バイトが終わり、椎名立希と南条純那は、カラオケ店に来店した。
その子に立希ちゃんの友達と思わしき子がいた。
高松燈ちゃんだった。
「この子が、立希ちゃんの友達の?」
「私のお姫様にして、プリンセス。
高松燈」
「た、高松…燈です…」
「南条純那です…」
と、お互い、ぎこちない挨拶をするのだった。
「燈!今日は目いっぱい、楽しもうね!」
「純那ちゃんも、今日はよろしくね」
「うん。よろしくね。二人共」
こうして、三人はカラオケルームへ…
「何を歌おうかな…?」
「燈は何歌う?」
「童謡が歌いたい」
「純那は?」
「私は…考えておく」
と、燈の童謡メドレーが、始まった。
「燈!最高過ぎる!」
と、立希の猛烈なラブコールが止まなかった。
「立希ちゃんは、燈ちゃんが好きなんだね」
「あぁ?燈はみんなのアイドルだし?
私の恋人だし!」
「アハハ…そりゃ、スゲェな」
と、純那は感心するのだった。
「純那ちゃんも歌ってみる?」
と、燈が純那にマイクを渡した。
その一瞬だった。何かスイッチが入ったような感覚になった。
「純那ちゃん。歌上手だね」
「純那って、こんなにキレイな歌声が出せるの!?」
と、燈と立希が驚く程の歌唱力であり、
イケボなボイスで、二人を魅了した。
「どう…だったかな?」
「最高過ぎる…!
燈と一緒に歌って欲しい!」
これは、立希の願望だろう。
「わかった。一緒に歌おう」
「わかった」
燈と純那は二人で歌を歌った。
ジャンルは、燈が歌うにしろ、
非常に激しそうな曲を次々と歌っていった。
「LOVE!燈!燈は私の推しにして、アイドル!
スーパーアイドルだぞー!燈ー!」
と、オタ芸を思わず、立希は踊り出した。
「立希ちゃん…」
歌い終えた後…
「燈!純那!凄かったよ!
まるで、世界観を広げているみたいに!
すっごく最高な歌だった!」
「あ、ありがとう…」
カラオケを終えた後…
「純那って、歌上手だね」
「ま、まぁね…」
「才能あるよ。
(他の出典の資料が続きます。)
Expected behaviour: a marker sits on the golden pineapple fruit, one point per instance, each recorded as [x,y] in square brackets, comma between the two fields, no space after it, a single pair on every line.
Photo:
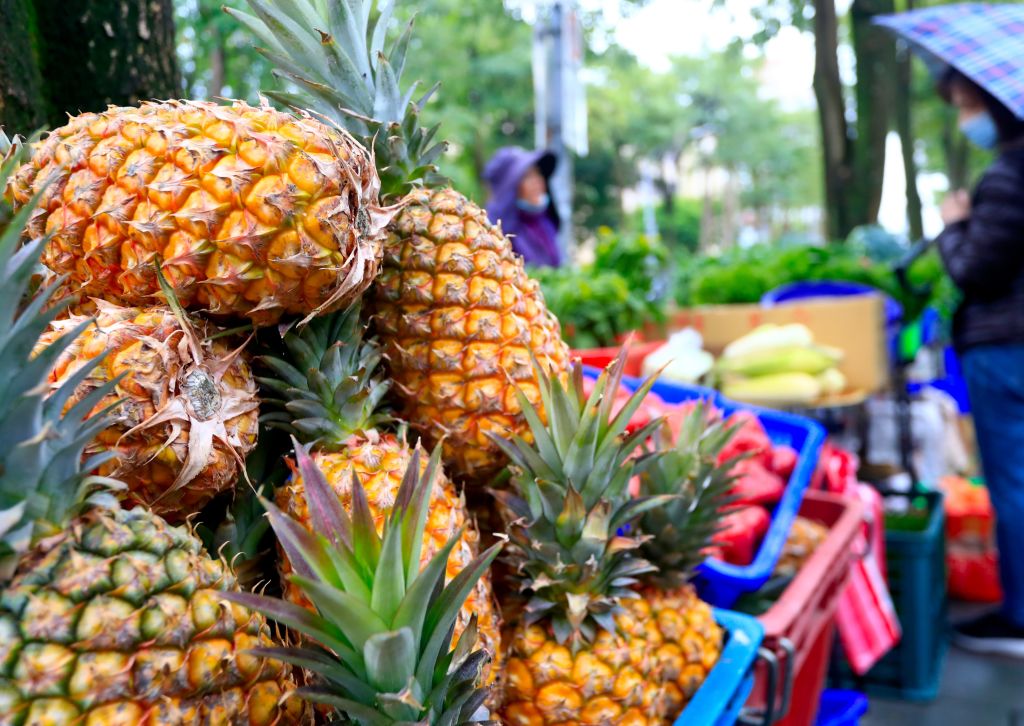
[248,211]
[459,319]
[188,410]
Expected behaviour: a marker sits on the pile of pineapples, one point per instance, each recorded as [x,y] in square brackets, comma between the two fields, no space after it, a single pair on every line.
[301,292]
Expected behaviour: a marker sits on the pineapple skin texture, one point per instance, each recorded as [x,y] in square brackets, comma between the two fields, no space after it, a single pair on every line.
[118,621]
[459,317]
[250,211]
[163,381]
[380,466]
[644,677]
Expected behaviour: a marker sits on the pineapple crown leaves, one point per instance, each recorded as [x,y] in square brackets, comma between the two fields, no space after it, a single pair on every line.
[383,628]
[42,476]
[573,538]
[327,389]
[335,53]
[687,466]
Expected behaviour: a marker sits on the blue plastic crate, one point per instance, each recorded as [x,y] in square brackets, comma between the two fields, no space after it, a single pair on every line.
[722,695]
[841,708]
[721,583]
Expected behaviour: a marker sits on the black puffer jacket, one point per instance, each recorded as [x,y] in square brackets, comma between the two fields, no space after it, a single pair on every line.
[984,255]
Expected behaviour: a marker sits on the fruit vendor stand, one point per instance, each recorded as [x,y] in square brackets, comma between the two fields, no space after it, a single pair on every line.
[292,435]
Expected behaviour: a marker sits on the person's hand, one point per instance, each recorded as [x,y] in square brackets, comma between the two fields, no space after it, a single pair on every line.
[955,207]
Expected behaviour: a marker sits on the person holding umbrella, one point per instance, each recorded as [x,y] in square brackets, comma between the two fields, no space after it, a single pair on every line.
[977,54]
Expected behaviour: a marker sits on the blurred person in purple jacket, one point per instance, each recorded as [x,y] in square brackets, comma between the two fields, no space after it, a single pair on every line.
[521,202]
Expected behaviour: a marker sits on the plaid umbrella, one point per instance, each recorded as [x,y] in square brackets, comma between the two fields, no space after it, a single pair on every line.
[983,42]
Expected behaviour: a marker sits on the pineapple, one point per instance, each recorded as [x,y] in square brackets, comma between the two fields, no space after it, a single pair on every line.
[687,468]
[188,413]
[107,615]
[457,313]
[586,649]
[804,539]
[248,211]
[330,394]
[384,626]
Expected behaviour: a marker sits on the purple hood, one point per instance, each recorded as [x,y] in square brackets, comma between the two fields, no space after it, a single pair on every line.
[534,236]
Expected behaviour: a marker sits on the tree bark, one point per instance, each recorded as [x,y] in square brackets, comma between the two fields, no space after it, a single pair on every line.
[875,51]
[956,152]
[114,51]
[832,116]
[23,103]
[904,127]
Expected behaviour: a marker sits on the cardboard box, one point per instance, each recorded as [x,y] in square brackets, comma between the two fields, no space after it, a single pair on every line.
[856,325]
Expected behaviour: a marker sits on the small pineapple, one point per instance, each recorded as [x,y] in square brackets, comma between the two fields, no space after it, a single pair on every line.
[586,649]
[107,616]
[383,621]
[188,415]
[454,307]
[248,211]
[687,469]
[329,393]
[804,539]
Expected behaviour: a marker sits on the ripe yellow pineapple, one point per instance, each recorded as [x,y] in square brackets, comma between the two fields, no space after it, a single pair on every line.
[107,616]
[188,412]
[249,211]
[805,537]
[329,393]
[585,649]
[687,469]
[455,309]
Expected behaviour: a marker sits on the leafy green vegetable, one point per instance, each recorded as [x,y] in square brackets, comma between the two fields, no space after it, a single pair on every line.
[629,284]
[743,275]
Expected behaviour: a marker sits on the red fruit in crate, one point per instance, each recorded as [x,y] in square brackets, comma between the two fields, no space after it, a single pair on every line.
[756,484]
[740,535]
[783,461]
[751,436]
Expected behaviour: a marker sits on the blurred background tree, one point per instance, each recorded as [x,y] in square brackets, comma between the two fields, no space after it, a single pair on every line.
[66,56]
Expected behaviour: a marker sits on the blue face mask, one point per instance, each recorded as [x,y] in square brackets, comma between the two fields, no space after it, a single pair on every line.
[531,208]
[981,131]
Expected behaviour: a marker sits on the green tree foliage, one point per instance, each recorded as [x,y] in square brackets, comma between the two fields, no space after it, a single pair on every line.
[481,52]
[216,53]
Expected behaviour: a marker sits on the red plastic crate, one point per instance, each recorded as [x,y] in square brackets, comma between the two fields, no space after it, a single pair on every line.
[800,627]
[600,357]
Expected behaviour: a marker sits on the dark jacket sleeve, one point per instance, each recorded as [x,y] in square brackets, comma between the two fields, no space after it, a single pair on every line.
[986,251]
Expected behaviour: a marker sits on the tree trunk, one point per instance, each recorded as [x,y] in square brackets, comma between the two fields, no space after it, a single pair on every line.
[904,127]
[23,103]
[956,152]
[832,116]
[875,52]
[115,51]
[217,69]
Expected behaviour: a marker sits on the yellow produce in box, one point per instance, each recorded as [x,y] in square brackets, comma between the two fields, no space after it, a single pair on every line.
[792,358]
[776,389]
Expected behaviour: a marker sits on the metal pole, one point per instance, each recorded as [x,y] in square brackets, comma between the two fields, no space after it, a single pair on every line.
[550,115]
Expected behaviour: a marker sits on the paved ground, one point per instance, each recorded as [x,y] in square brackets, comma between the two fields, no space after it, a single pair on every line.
[976,691]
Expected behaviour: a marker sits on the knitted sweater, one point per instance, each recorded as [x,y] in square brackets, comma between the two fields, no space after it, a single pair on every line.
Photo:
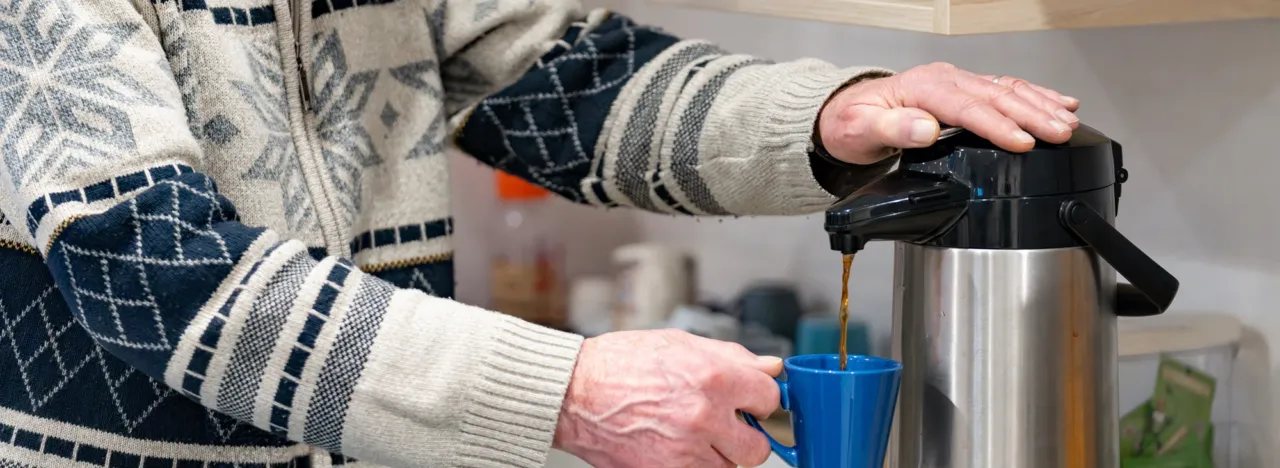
[224,224]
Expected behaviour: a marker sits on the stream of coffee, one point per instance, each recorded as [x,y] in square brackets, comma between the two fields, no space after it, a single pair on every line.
[844,313]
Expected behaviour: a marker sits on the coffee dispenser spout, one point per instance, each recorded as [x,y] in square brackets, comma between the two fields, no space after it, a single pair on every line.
[903,205]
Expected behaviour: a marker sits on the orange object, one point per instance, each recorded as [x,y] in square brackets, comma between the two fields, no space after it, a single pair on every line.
[511,187]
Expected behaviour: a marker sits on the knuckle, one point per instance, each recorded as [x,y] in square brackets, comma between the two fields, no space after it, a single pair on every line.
[739,348]
[969,105]
[758,450]
[944,67]
[1018,83]
[1004,93]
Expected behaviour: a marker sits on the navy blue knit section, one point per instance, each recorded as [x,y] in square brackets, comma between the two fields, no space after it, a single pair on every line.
[51,368]
[137,274]
[405,234]
[435,278]
[320,8]
[544,127]
[256,15]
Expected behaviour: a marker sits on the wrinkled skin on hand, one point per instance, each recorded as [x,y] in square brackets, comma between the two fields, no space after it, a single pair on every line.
[664,398]
[864,122]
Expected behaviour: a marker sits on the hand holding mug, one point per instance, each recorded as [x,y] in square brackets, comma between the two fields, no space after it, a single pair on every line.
[664,398]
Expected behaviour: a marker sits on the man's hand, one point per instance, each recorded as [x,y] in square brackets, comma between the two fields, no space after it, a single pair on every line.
[656,399]
[862,123]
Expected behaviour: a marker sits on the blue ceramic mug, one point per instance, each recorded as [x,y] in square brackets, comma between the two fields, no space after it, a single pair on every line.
[841,418]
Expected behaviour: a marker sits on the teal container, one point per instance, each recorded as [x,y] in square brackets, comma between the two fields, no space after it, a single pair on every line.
[821,335]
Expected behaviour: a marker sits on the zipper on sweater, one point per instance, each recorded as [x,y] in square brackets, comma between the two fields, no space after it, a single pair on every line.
[304,83]
[314,169]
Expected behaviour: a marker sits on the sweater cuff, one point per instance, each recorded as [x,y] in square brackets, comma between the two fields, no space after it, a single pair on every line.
[521,388]
[798,105]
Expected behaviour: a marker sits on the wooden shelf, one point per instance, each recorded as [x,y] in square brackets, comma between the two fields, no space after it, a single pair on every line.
[976,17]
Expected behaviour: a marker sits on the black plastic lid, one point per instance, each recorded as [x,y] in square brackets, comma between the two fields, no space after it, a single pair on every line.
[965,192]
[1084,163]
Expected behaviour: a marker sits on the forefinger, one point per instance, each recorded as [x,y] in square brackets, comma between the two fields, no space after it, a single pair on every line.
[955,106]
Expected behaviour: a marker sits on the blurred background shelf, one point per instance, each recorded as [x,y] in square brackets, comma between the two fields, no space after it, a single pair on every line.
[976,17]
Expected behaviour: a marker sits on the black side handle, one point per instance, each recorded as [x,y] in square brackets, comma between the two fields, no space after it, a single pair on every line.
[1152,288]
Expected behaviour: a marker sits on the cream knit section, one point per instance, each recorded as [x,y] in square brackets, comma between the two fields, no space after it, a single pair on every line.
[703,132]
[452,385]
[757,140]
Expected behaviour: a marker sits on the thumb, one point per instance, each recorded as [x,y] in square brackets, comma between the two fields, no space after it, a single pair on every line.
[872,132]
[769,365]
[735,352]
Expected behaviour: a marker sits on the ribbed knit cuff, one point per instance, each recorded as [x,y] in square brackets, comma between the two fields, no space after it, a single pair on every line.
[517,400]
[795,106]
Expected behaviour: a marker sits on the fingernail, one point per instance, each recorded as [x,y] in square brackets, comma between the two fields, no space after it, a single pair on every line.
[923,131]
[1059,125]
[1065,115]
[1025,137]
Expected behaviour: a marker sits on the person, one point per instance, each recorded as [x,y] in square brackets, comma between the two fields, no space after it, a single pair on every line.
[227,233]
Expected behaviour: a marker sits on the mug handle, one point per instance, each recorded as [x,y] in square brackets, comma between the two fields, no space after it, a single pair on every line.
[789,454]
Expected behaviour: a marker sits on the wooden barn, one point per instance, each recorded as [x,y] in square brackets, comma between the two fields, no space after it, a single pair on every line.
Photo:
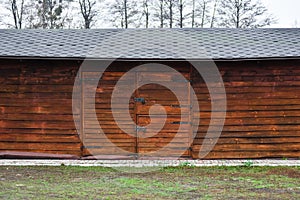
[260,70]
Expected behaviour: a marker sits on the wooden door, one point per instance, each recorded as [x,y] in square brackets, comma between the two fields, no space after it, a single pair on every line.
[172,140]
[173,137]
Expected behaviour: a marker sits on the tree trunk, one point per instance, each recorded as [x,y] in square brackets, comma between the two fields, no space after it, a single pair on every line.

私よりずっと…」
「そんなこと無いよ!燈ちゃんの歌、
私も、もっと聴いてみたい!」
「じ、じゃあ…ライブ、来て欲しい…!」
「バンドやっているの?」
「う、うん…」
「燈の歌声は、すっごく最高だから、
純那も、ぜひ、聴きに来て欲しい!」
「わかった。じゃあ、日にち合わせるね」
こうして、純那はMygo!のライブを、
観に行くと、みんなで約束した。
楽しみが増えていくと、純那自身はそう感じた。
今日も、南条純那は、
歌い手として、人々に歌を届けていくのであった。
彼女の青春は、まだまだ続きそうだ。